Option A: Do a good job at providing for the most important benefit, so that you’ll have enough resources to also provide for the second most important benefit.

Option B: Do a great job at providing for the most important benefit. Pour all your resources into that, and come back to the second most important benefit later.

5) Viability validation: Use lean and agile research techniques to get customer feedback on option A vs. Option B. Now you’re ready to take something to early adopters that has the optimal balance of providing value to customers and being viable to make.

Please share your experience with MVP vs. MVP!

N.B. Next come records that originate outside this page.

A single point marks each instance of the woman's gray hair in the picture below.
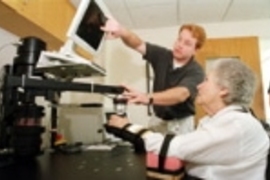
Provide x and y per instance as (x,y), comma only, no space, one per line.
(238,78)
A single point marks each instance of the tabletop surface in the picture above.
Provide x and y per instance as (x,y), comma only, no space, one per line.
(119,163)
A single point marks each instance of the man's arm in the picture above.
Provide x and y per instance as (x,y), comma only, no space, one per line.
(168,97)
(132,40)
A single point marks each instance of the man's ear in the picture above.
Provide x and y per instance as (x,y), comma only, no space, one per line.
(224,92)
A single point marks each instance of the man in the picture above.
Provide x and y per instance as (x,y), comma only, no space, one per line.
(229,143)
(176,75)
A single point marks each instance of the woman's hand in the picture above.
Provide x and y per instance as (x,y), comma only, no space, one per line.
(134,96)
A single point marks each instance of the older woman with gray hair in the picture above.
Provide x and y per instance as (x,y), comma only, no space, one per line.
(229,143)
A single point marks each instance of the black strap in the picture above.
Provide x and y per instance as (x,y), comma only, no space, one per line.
(163,152)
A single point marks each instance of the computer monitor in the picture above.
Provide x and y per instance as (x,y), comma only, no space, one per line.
(85,32)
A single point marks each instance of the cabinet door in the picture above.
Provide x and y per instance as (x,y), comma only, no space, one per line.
(51,15)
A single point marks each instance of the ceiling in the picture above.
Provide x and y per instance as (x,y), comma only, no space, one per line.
(144,14)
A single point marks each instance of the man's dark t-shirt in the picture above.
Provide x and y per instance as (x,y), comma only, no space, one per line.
(165,77)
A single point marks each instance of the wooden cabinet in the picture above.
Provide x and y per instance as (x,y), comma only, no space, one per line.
(47,19)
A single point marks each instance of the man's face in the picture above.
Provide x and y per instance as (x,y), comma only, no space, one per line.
(185,46)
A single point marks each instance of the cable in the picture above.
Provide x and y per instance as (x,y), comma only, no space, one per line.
(14,43)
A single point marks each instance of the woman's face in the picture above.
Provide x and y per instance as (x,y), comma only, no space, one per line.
(209,92)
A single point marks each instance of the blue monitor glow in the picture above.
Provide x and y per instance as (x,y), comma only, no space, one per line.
(84,32)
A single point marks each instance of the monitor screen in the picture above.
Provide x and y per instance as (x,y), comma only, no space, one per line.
(84,32)
(85,27)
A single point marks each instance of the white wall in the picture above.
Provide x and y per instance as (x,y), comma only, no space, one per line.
(125,65)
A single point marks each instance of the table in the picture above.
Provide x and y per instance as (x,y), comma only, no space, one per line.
(121,163)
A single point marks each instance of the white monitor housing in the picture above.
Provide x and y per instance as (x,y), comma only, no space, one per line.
(85,32)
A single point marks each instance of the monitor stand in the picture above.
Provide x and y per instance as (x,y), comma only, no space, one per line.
(66,64)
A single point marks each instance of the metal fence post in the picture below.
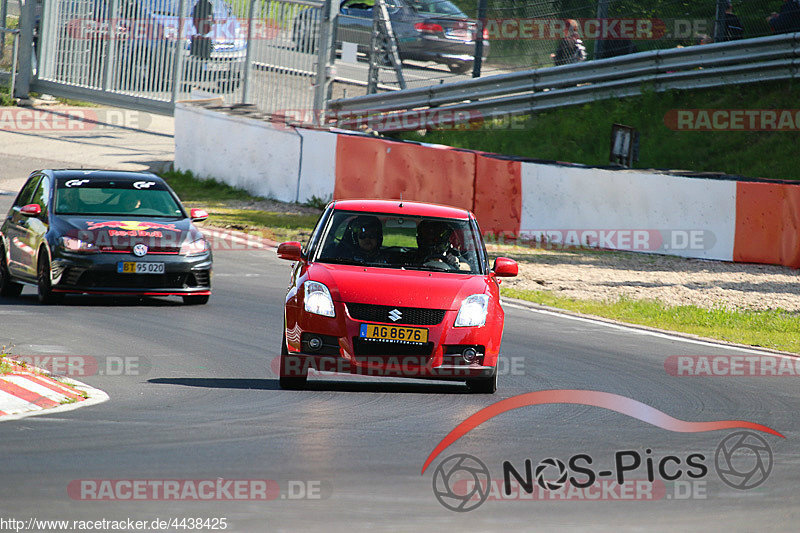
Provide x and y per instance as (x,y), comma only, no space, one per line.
(248,57)
(27,18)
(177,58)
(108,66)
(478,62)
(600,44)
(719,22)
(14,57)
(325,60)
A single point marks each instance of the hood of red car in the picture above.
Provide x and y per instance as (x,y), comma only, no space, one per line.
(403,288)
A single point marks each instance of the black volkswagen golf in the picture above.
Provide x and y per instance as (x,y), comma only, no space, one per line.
(103,232)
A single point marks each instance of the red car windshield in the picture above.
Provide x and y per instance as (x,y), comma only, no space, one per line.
(408,242)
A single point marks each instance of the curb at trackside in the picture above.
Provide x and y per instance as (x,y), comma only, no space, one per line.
(29,391)
(238,237)
(531,306)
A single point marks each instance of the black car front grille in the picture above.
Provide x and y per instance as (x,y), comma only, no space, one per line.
(371,348)
(407,315)
(201,278)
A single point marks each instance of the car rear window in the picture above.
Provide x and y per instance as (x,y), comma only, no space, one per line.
(435,7)
(93,196)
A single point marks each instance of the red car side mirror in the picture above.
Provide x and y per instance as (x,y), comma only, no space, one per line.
(505,267)
(290,250)
(31,210)
(198,215)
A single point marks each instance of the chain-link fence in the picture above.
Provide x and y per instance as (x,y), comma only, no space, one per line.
(162,51)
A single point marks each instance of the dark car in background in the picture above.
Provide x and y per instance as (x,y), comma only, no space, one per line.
(425,30)
(103,232)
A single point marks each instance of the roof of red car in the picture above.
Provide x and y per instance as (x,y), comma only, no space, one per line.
(403,207)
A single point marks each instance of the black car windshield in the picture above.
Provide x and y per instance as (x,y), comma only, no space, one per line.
(407,242)
(106,196)
(435,7)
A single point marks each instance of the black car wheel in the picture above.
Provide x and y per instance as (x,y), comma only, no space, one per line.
(196,300)
(483,385)
(7,287)
(45,285)
(285,381)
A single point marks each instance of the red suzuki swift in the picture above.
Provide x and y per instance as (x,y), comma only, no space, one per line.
(394,288)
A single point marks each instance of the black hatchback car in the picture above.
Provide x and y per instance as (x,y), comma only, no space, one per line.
(425,30)
(103,232)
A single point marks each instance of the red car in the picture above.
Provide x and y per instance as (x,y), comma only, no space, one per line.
(394,288)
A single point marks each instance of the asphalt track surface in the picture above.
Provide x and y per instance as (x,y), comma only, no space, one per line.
(206,405)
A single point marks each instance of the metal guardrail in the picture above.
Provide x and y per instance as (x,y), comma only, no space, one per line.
(744,61)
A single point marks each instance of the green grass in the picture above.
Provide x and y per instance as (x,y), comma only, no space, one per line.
(581,134)
(192,189)
(279,227)
(770,329)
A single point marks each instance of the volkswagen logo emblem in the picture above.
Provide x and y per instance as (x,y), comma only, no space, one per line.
(461,482)
(743,460)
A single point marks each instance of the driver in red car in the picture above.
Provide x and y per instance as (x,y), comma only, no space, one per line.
(434,243)
(368,236)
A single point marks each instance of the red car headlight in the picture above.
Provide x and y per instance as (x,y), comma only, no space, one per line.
(318,299)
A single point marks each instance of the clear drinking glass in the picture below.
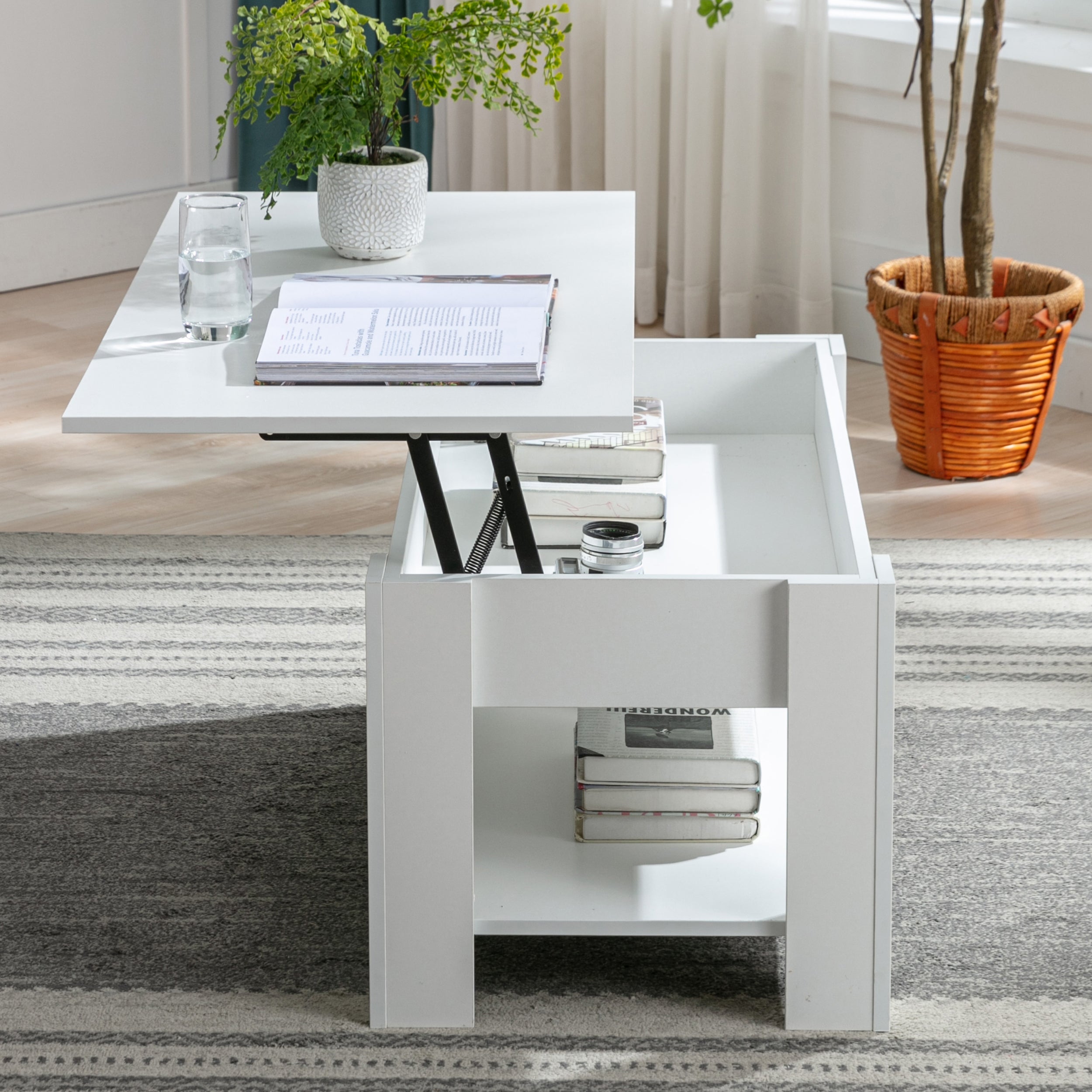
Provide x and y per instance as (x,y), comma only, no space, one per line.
(214,283)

Co-Creation: Beware Asking Too Much of Customers

I am a strong proponent of co-creation. My consulting firm ResearchWorks does a lot of co-creation projects focused on product innovation and marketing in the health space. Done right, co-creation can be a very powerful, customer-centric way of growing a business.
However, co-creation can also lead to a harmful abdication of responsibility.  This happens when companies expect customers to essentially design products or invent solutions, or to create marketing messages. Not their expertise, not their job.
Identifying solutions and designing products and services is the responsibility of the product manager or program manager. Creating effective messaging is the job of marketing and communication professionals. However, customers can play a major co-creative role and inspire tremendous change when they’re engaged in the right ways and at the right time.
We advise clients to keep customers as co-creators in the space of their experience and what they can validly do – identifying meaningful problems and unmet needs, envisioning what a better situation would look and feel like, and reacting to and improving upon products and messaging we present to them.
Those are ways customers can meaningfully co-create in order to inspire better products and services that benefit all stakeholders.